Salesperson-Employee Compliance Agreement” as being the basis for the appellees’ claims,

rather than the actual arbitration agreement signed and executed by appellees as part of their

employment agreement. [Cite as Haight v. Cheap Escape Co., 2013-Ohio-182.]

{¶ 10} Ohio has long had a strong public policy favoring arbitration. Schaeffer v.

All State Ins. Co, 63 Ohio St.3d 708, 711, 590 N.E.2d 1242, 1245 (1992). Arbitration is

favored because it allows parties to by-pass expensive and time-consuming litigation and

“provides the parties thereto with a relatively expeditious and economical means of

resolving a dispute.” Id. at 712.

{¶ 11} The primary question in the instant appeal is whether the appellees’ claims

against JB Dollar are subject to the arbitration clause in the contract. “The arbitrability of a

claim is a question of law, and we review the arbitrability of a claim de novo.” McManus v.

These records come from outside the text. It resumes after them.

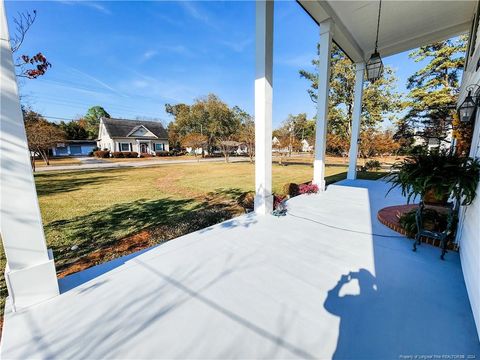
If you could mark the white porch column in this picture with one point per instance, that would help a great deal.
(356, 118)
(30, 273)
(263, 107)
(326, 34)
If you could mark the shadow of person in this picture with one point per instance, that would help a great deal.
(360, 334)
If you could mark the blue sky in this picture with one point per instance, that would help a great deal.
(133, 57)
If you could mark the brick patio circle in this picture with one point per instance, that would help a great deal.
(390, 217)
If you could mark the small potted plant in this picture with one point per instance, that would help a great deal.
(436, 176)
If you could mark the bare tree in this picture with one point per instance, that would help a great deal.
(41, 135)
(30, 67)
(228, 146)
(194, 141)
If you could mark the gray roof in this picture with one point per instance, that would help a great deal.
(123, 127)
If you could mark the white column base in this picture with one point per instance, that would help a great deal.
(32, 285)
(352, 171)
(263, 204)
(319, 174)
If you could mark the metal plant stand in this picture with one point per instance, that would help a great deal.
(443, 236)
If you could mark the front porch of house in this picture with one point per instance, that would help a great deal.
(327, 280)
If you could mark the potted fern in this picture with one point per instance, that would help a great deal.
(436, 176)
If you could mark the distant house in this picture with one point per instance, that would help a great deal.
(144, 137)
(74, 148)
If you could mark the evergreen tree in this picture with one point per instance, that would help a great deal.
(433, 90)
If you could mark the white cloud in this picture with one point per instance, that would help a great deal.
(197, 12)
(298, 61)
(237, 46)
(147, 55)
(93, 5)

Eicher, 2d Dist. Greene No. 2003-CA-30, 2003-Ohio-6669; see also St. Mary’s v. Auglaize

Cty. Bd. of Commrs., 115 Ohio St.3d 387, 2007-Ohio-5026, 875 N.E.2d 561, at ¶ 38

(“Contract interpretation is a matter of law, and questions of law are subject to de novo

review on appeal.”).

{¶ 12} Ohio’s public policy favoring arbitration is codified at R.C. Chapter 2711.

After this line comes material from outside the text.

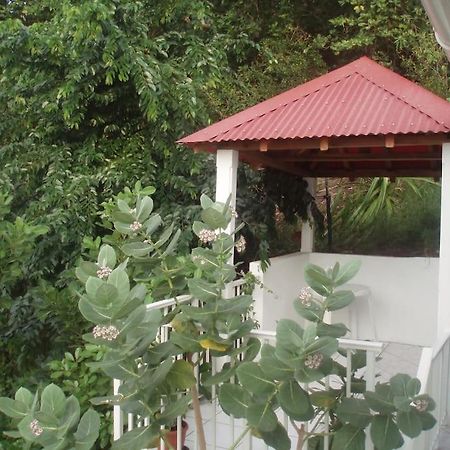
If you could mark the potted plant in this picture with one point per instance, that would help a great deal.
(136, 265)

Under R.C. 2711.02(A), a written arbitration clause “shall be valid, irrevocable, and

enforceable, except upon grounds that exist at law or in equity for the revocation of any

contract.” If a party moves to stay proceedings pending arbitration, pursuant to “an

agreement in writing for arbitration,” the court must first satisfy itself “that the issue

involved in the action is referable to arbitration” under the agreement. R.C. 2711.02(B).

{¶ 13} In the instant case, appellees do not dispute that they signed and consented to

a non-compete agreement provided by JB Dollar. Additionally, appellees agree that the

non-compete agreement contains an arbitration clause. Appellees do not dispute that the

arbitration clause is applicable to non-compete and non-disclosure related employment

issues. Appellees, however, contend that pursuant to the contract, the enforceability of the

arbitration clause is limited to only non-compete and non-disclosure related employment

issues. Specifically, appellees argue that JB Dollar is attempting to apply an arbitration

clause that is part of a non-compete agreement to legal claims which are completely

unrelated to the underlying contract. 5

{¶ 14} Initially, we note that the contract is clearly titled on the first page,

“NON-COMPETITION AGREEMENT.” Additionally, the first page of the contract

contains the following statements which outline the purpose and scope of the agreement:

WHEREAS, the Corporation has developed confidential business information and products which it desires to protect from unauthorized

disclosure or use by its employees, former employees and third parties; and

WHEREAS, the Employee understands that the purpose of this Agreement is

to restrict the use, disclosure or copying of confidential information or

products of the Corporation and to restrict the Employee from competing

with the Corporation as set forth herein.